Under its rolling five-year plan, TMB managed to shave NPLs by 16 per cent in the past five years, with 5 per cent coming in 2011 and 3.75 per cent in 2012. This helped raise its reserve ratio to 67 per cent and coverage ratio to 113 per cent.
The bank targets ROE surging to 14 per cent from 2.9 per cent last year.
"Financial results in 2012 showed that TMB is on the right path," Boontuck said.
TMB saw rises of 20 per cent in interest income, 25 per cent in fee income, 9.7 per cent in deposits and 17 per cent in loans, which beat the lending target of 15 per cent.
Its net interest margin improved to 2.7 per cent from 2.4 per cent thanks to the low cost of funds from savings products and high-yield assets such as loans to small and medium-sized enterprises.
This year should be even better because the bank has no need to set extra provisions, so its direction will change to promoting products and services to tap all customer segments, Boontuck said.
"Make the Difference" has been TMB's key product strategy for the past four years. By offering a variety of features, especially transaction banking, its pre-provisioning operating profit soared past Bt10 billion last year - the highest since the bank was founded.
To differentiate its products and services, TMB will add what it calls "brand experience attributes" to customers. These attributes consist of understanding customers in each segment, creating a quality deposit base, excelling in transactional banking, managing capital and liquidity utilisation, and controlling costs.
In 2013, TMB plans to outperform its peers with loan growth of 10-15 per cent versus the expected 10 per cent of the banking industry and deposit growth of 10-12 per cent against 5 per cent.

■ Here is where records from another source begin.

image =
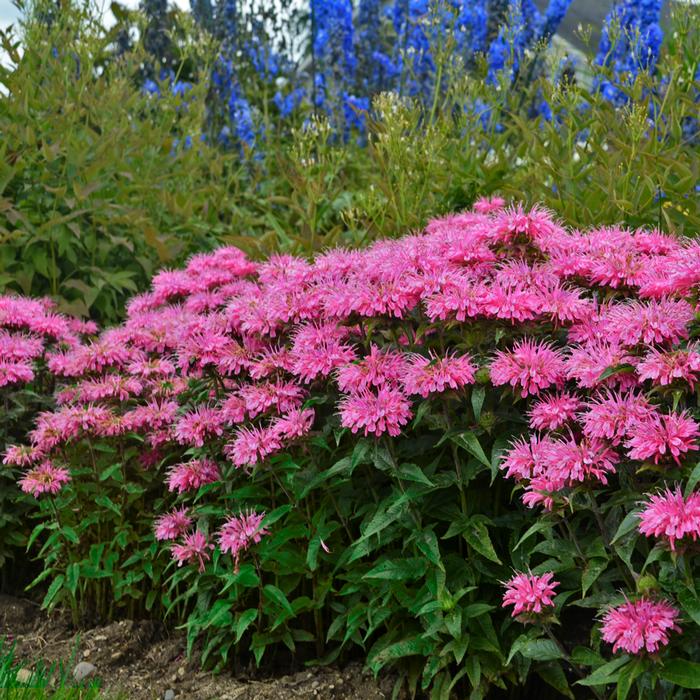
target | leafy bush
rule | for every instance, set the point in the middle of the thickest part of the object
(335, 450)
(111, 168)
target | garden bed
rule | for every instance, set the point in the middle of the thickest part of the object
(142, 659)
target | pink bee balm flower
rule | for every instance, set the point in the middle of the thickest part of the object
(672, 517)
(189, 476)
(46, 478)
(14, 372)
(196, 426)
(172, 525)
(659, 436)
(383, 412)
(529, 594)
(553, 411)
(428, 375)
(294, 424)
(529, 367)
(641, 625)
(239, 532)
(253, 445)
(666, 367)
(379, 367)
(194, 547)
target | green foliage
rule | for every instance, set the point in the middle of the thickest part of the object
(95, 193)
(52, 682)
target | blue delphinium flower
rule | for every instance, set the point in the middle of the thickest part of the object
(634, 48)
(553, 16)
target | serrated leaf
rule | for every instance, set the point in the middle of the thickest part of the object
(243, 621)
(629, 523)
(470, 442)
(477, 536)
(407, 569)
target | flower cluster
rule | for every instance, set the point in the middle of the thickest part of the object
(585, 333)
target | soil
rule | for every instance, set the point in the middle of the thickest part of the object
(143, 660)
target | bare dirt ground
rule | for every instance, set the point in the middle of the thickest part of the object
(142, 660)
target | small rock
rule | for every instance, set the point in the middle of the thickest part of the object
(24, 675)
(83, 670)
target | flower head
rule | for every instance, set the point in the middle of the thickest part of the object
(428, 375)
(662, 435)
(172, 525)
(641, 625)
(239, 532)
(532, 365)
(375, 413)
(194, 547)
(670, 516)
(46, 478)
(189, 476)
(529, 594)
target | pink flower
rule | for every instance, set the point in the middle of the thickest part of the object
(253, 445)
(529, 367)
(671, 516)
(46, 478)
(294, 424)
(641, 625)
(194, 547)
(379, 367)
(172, 525)
(610, 415)
(14, 372)
(667, 367)
(377, 413)
(189, 476)
(21, 455)
(318, 350)
(487, 205)
(661, 435)
(198, 425)
(553, 411)
(427, 375)
(529, 594)
(239, 532)
(649, 322)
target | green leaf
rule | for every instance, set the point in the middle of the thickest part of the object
(605, 674)
(411, 646)
(427, 543)
(107, 502)
(591, 571)
(477, 536)
(629, 523)
(72, 577)
(412, 472)
(53, 591)
(684, 673)
(477, 398)
(468, 441)
(554, 675)
(274, 594)
(399, 569)
(243, 621)
(627, 677)
(690, 603)
(541, 650)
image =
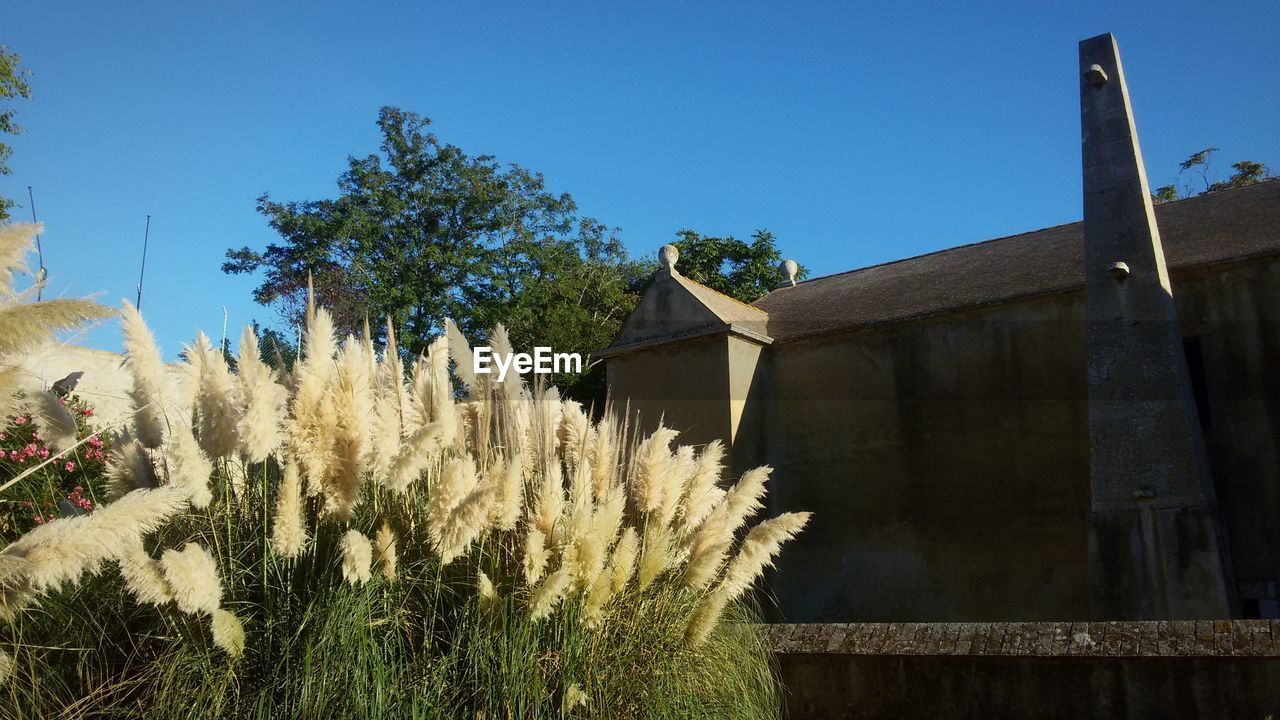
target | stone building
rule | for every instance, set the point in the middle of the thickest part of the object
(1079, 422)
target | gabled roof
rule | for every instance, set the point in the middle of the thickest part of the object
(676, 308)
(1233, 224)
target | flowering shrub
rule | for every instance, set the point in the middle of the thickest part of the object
(76, 477)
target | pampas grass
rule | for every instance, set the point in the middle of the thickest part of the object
(146, 368)
(357, 557)
(392, 550)
(192, 577)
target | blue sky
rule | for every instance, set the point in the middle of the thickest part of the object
(855, 132)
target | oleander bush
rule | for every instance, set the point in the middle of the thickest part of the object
(69, 486)
(356, 540)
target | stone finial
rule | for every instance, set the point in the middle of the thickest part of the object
(670, 254)
(1096, 76)
(789, 269)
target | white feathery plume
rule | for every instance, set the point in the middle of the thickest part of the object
(188, 466)
(131, 468)
(656, 555)
(712, 541)
(656, 482)
(703, 492)
(385, 545)
(548, 595)
(384, 441)
(604, 456)
(216, 402)
(622, 563)
(420, 447)
(353, 405)
(484, 588)
(535, 555)
(16, 589)
(146, 369)
(62, 550)
(455, 484)
(228, 632)
(357, 557)
(758, 550)
(14, 244)
(192, 577)
(315, 419)
(549, 501)
(263, 401)
(288, 533)
(467, 522)
(144, 575)
(54, 420)
(508, 497)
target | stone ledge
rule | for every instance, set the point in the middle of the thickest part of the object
(1127, 638)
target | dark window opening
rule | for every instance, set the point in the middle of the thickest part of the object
(1194, 352)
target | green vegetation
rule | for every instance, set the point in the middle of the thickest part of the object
(1247, 172)
(352, 540)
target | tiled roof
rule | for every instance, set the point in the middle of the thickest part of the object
(1211, 228)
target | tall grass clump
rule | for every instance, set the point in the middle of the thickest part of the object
(356, 540)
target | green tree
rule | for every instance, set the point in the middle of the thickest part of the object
(746, 270)
(13, 83)
(1247, 172)
(421, 232)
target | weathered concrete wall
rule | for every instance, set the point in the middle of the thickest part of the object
(1232, 319)
(1070, 670)
(947, 465)
(682, 383)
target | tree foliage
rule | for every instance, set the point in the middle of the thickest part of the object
(1247, 172)
(746, 270)
(421, 232)
(13, 83)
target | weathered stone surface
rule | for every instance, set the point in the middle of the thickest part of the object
(1153, 532)
(1130, 638)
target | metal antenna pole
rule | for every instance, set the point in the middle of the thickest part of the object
(142, 272)
(40, 251)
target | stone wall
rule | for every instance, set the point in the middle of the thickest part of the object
(1128, 669)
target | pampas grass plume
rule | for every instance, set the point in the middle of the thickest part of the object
(357, 557)
(228, 632)
(263, 401)
(144, 575)
(54, 420)
(288, 534)
(548, 595)
(192, 577)
(385, 545)
(146, 368)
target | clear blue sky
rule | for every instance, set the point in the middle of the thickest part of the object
(856, 132)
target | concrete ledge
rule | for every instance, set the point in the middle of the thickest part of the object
(1173, 638)
(1069, 670)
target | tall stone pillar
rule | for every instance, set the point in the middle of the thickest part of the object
(1156, 548)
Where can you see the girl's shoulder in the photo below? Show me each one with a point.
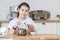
(13, 20)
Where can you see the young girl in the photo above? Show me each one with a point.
(22, 20)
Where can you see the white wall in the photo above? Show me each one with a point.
(53, 6)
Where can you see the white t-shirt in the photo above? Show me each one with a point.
(23, 24)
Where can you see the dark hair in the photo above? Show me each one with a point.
(26, 4)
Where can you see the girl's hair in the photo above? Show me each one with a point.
(25, 4)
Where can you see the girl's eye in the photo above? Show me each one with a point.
(22, 9)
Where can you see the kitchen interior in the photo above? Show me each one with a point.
(45, 13)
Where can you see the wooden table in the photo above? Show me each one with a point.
(34, 37)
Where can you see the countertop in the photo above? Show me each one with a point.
(34, 37)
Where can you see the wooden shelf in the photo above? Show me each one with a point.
(37, 21)
(42, 21)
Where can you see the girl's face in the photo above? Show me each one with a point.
(23, 11)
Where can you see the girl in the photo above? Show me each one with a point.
(22, 20)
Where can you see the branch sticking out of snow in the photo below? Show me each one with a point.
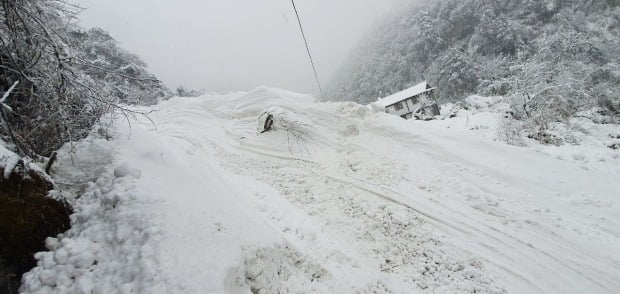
(6, 95)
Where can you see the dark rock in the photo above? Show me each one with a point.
(27, 217)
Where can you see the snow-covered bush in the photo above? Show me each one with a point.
(281, 119)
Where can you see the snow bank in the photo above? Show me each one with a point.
(365, 203)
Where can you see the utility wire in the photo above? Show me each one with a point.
(316, 76)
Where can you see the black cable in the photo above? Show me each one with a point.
(316, 76)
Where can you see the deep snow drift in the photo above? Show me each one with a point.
(337, 199)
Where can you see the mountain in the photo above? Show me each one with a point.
(557, 56)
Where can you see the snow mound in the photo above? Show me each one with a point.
(348, 200)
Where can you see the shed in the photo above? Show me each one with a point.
(409, 102)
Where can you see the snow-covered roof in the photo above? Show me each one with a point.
(404, 94)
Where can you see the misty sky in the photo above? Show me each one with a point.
(224, 45)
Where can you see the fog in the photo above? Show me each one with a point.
(239, 44)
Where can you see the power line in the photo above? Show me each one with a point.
(316, 76)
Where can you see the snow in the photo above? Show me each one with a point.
(402, 95)
(345, 199)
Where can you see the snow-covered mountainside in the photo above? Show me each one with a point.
(336, 198)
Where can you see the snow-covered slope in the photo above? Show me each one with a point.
(336, 199)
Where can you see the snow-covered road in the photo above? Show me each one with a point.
(348, 201)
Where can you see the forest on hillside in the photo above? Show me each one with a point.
(59, 78)
(552, 58)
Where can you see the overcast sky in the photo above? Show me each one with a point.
(226, 45)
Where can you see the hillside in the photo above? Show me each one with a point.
(559, 57)
(336, 198)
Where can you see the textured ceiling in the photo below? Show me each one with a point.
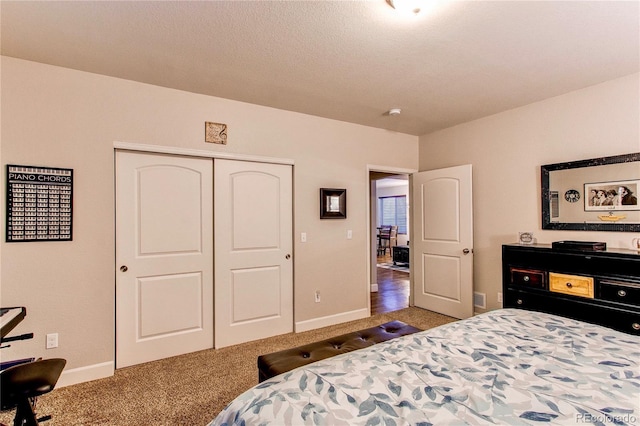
(346, 60)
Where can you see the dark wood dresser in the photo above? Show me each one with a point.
(600, 287)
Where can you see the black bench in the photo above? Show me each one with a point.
(275, 363)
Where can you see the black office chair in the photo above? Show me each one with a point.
(22, 383)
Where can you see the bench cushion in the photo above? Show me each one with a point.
(275, 363)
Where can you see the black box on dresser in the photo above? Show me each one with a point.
(600, 287)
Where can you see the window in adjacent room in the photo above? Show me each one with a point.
(394, 212)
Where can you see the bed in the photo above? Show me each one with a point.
(508, 366)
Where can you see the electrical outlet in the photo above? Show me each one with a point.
(52, 340)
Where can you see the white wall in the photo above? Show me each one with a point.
(58, 117)
(507, 150)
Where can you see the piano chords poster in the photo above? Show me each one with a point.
(39, 204)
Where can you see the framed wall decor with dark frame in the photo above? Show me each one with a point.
(39, 204)
(333, 203)
(608, 196)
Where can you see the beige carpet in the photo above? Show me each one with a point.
(189, 389)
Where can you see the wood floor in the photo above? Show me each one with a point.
(393, 289)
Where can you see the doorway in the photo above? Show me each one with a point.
(390, 274)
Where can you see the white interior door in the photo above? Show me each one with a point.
(442, 241)
(253, 264)
(164, 255)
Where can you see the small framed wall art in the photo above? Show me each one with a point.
(215, 133)
(333, 203)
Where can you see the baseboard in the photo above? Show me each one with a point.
(331, 320)
(86, 374)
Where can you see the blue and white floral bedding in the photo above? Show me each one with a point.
(506, 367)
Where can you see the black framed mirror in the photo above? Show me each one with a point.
(600, 194)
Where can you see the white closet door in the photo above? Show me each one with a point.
(253, 249)
(164, 252)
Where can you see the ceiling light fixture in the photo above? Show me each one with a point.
(406, 6)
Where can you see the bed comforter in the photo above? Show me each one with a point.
(508, 366)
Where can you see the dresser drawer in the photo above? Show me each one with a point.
(574, 285)
(528, 278)
(621, 292)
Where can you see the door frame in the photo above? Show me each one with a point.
(371, 248)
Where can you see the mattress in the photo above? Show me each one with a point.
(508, 366)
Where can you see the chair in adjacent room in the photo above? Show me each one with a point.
(388, 238)
(21, 384)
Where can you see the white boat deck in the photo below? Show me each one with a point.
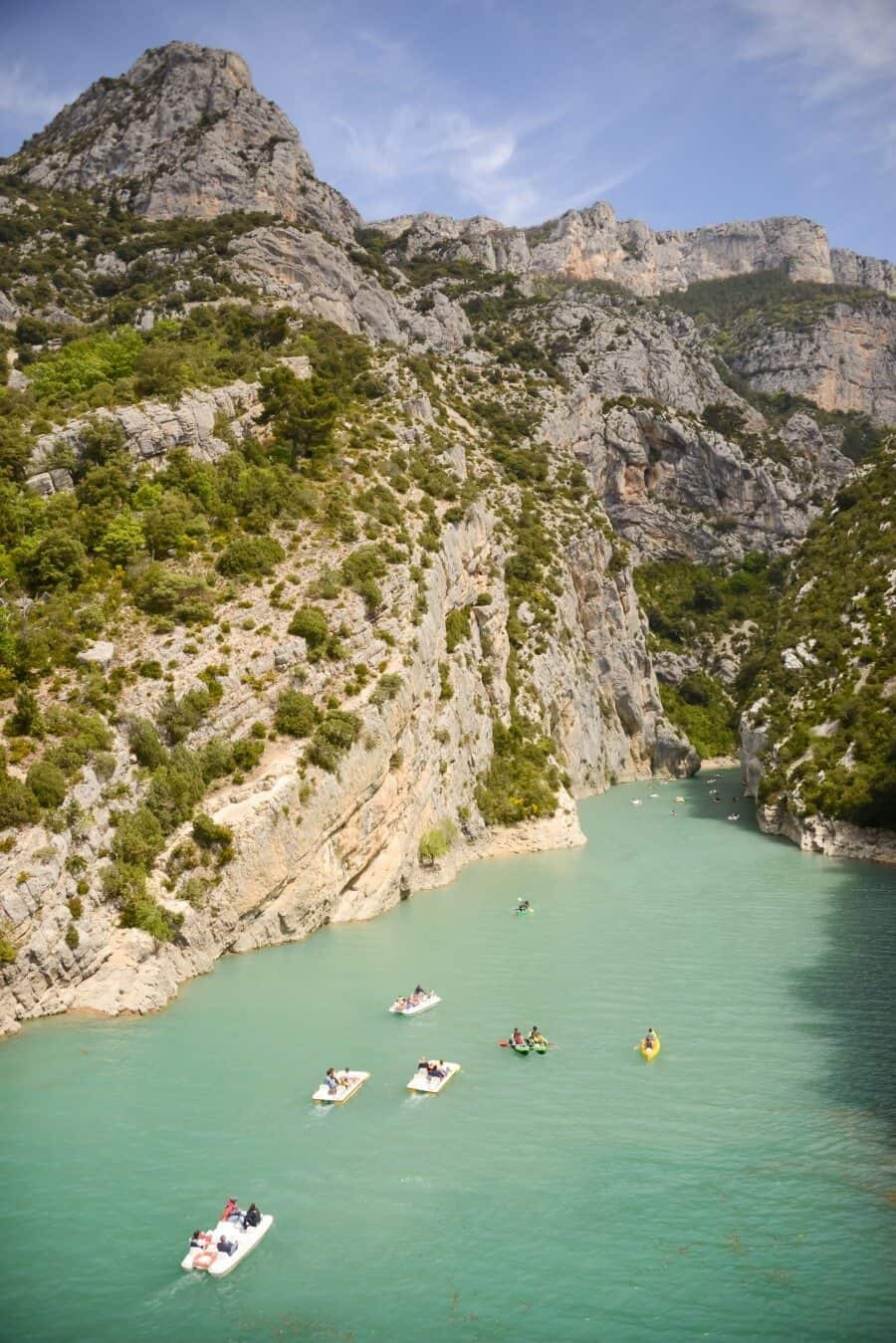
(431, 1085)
(349, 1085)
(218, 1264)
(414, 1007)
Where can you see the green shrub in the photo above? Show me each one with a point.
(175, 789)
(335, 735)
(216, 759)
(8, 951)
(18, 803)
(250, 557)
(144, 912)
(311, 624)
(145, 743)
(522, 781)
(457, 627)
(387, 688)
(247, 753)
(138, 839)
(360, 569)
(47, 783)
(437, 842)
(179, 718)
(296, 713)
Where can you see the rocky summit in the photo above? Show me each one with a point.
(336, 555)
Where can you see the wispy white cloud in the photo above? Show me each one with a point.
(23, 96)
(833, 47)
(840, 60)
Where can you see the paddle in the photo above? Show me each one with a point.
(504, 1043)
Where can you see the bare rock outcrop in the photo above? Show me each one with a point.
(184, 131)
(346, 846)
(308, 272)
(845, 360)
(594, 245)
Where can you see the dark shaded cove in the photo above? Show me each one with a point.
(852, 994)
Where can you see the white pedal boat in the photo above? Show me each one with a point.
(414, 1007)
(218, 1264)
(431, 1085)
(349, 1087)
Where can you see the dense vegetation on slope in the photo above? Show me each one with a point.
(171, 543)
(829, 678)
(738, 311)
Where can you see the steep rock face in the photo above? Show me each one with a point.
(679, 491)
(594, 245)
(864, 272)
(307, 272)
(818, 743)
(153, 429)
(846, 360)
(673, 487)
(348, 846)
(184, 131)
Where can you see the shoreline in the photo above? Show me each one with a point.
(153, 976)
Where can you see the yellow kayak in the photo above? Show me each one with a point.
(650, 1053)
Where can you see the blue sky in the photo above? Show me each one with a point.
(679, 112)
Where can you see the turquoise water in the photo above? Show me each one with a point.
(743, 1186)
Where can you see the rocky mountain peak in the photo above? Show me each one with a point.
(184, 131)
(594, 245)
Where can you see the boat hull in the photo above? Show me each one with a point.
(433, 1085)
(425, 1005)
(650, 1053)
(223, 1264)
(342, 1093)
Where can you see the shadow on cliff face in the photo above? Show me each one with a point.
(852, 992)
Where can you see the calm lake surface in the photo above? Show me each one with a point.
(743, 1186)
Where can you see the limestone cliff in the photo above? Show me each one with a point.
(588, 245)
(845, 360)
(315, 593)
(818, 743)
(184, 131)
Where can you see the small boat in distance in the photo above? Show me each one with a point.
(348, 1084)
(208, 1258)
(431, 1076)
(650, 1050)
(414, 1004)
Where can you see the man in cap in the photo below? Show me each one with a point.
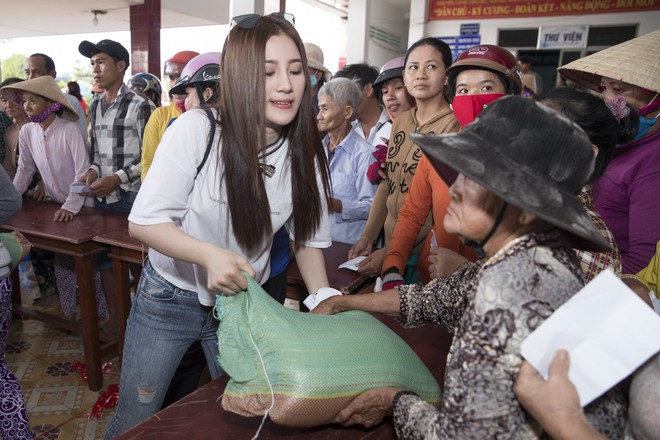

TMB expects to expand its retail loans by 25 per cent this year by increasing the proportion of active customers and increasing cross-selling and up-selling.
Retail loans account for 23 per cent of its portfolio, SMEs 27 per cent and wholesale the rest. This will steadily change, as the bank wants SMEs and supply chains to be the key players.
By 2017, the loan portfolio will be 20 per cent retail, 30-40 per cent SME and 40 per cent wholesale.
SME and supply-chain loans last year jumped 40 per cent, higher than the target of 35 per cent, and are expected to leap 35-40 per cent this year, Boontuck said.
However, Standard & Poor's Ratings Services noted that the sharp decline in NPLs might not reflect a sustained improvement in asset quality of TMB Bank.
"We attribute the steep drop in NPLs in the last quarter of 2012 to a one-time sale of such loans ... We expect the bank's capitalisation levels to remain at moderate levels despite lower profits last year.
"TMB's pre-provision performance has strengthened because of increased margins ... TMB intends to accelerate loan growth this year, which we believe could increase the risk of NPLs. The bank aims to focus on small and mid-size enterprises, which we view as a high-risk segment. Sustained improvement in TMB's risk-management practices and execution of its business strategy would underpin the rating," the agency said.
Piti Tantakasem, chief wholesale banking officer, said that after years of decline in lending importance, wholesale banking was ready to return to dramatic growth. The key driver is connectivity between supply-chain players and medium-sized to large businesses.
Wholesale credits this year are expected to advance by 10 per cent from Bt300 billion.
Within five years, wholesale loans are targeted to double to 15 per cent from 8 per cent of TMB's outstanding loans. Fee income from foreign exchange and trade finance services will rise to Bt3.9 billion from Bt800 million last year. Deposits will surge to Bt210 billion from Bt91.64 billion.